Many obstacles are thrown in your path of life, no matter how big or small it is, it can make such a dramatic turn and change your life forever. No matter how hard I wish things can’t change.

Every night I close my eyes and imagine living happily with my family and my close friends, the sun gleaming down on my face, laughing, walking, smiling and then I realise this was me before, so why can’t this happen again?  if you recognise the same  words and thoughts in my blog, I was told several months ago  to say how I feel and be truthful  so, sorry but I find myself repeating my thoughts because it is what I am thinking.

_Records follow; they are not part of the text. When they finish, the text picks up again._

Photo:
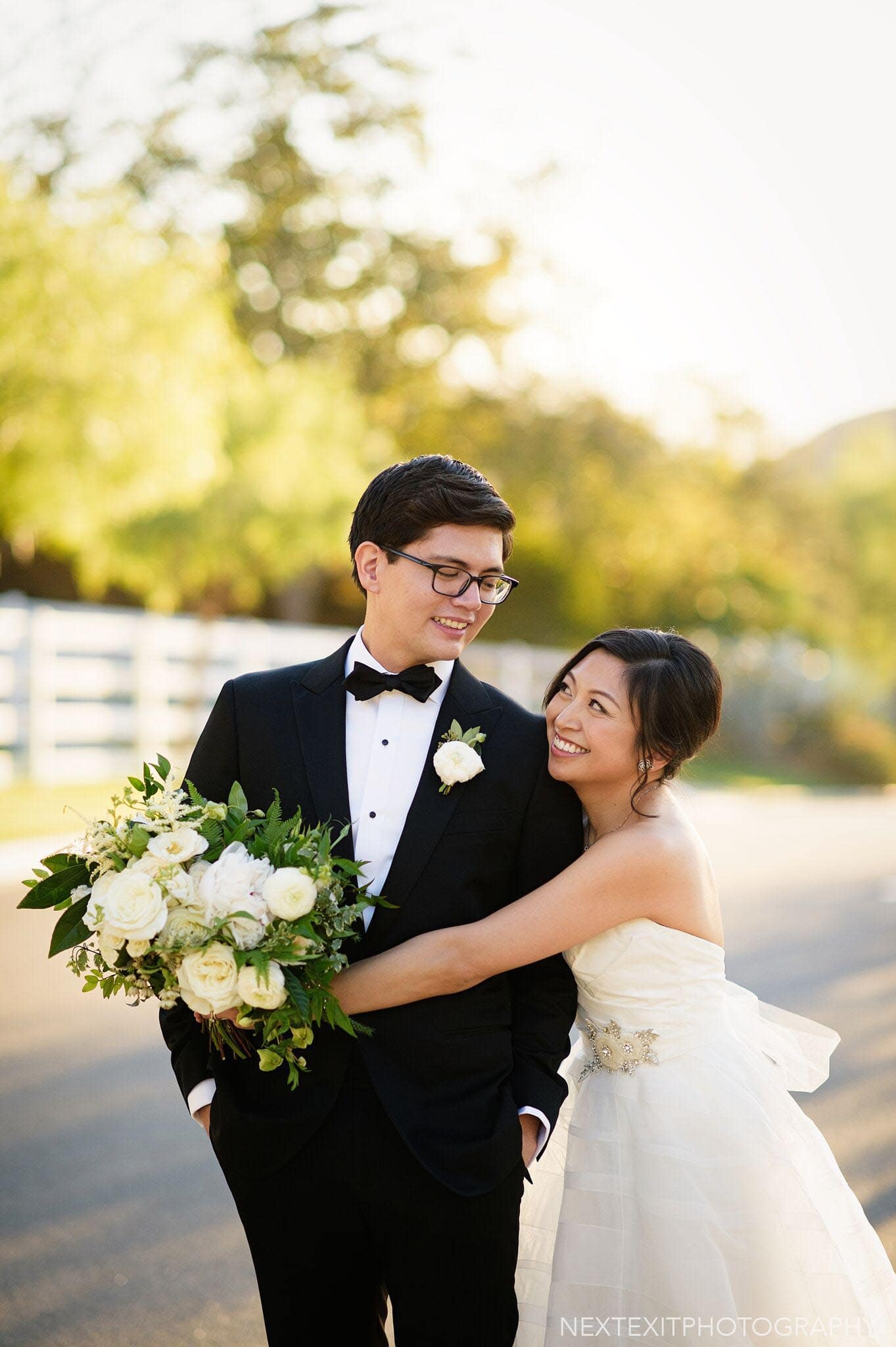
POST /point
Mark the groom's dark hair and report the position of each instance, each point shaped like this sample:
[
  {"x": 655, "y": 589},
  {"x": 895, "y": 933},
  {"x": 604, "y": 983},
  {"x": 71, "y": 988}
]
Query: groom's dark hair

I have such a tight family and their support creates hope and motivation for me to get better. Through my troubled journey I have met numerous people some caring and well some not so caring, but one in particular who was so caring and gentle was my Nana. Ever since I was little she believed in me, the memories that we share they will never be forgotten. Since the accident my Nana has never given up on me, she has been my number one fan. Sadly my Nana very recently lost her fight with cancer and passed away. My Nana’ s final words to me were  to get better which I’ve promised I will do. Although I’m still angry and upset that my Nana has been taken from us I know she is still watching and those down emotional days are slowly being turned into days that are determined and worthwhile not only for me but for her. Life is painful, just like a wave you’re turned upside down never knowing where your going to end up, you could get hurt along the way or you could get lucky. I’ve definitely got hurt but millions of people have to. I read stories and think because of my situation I am lucky compared to some . I find myself looking through social network sites struggling to sympathise with the occasional moan someone has publicly put, the frequent ‘my life sucks’ to the ‘I can now get up and walk around after several days on bed rest’ are you really complaining about how hard your life is, compared to what?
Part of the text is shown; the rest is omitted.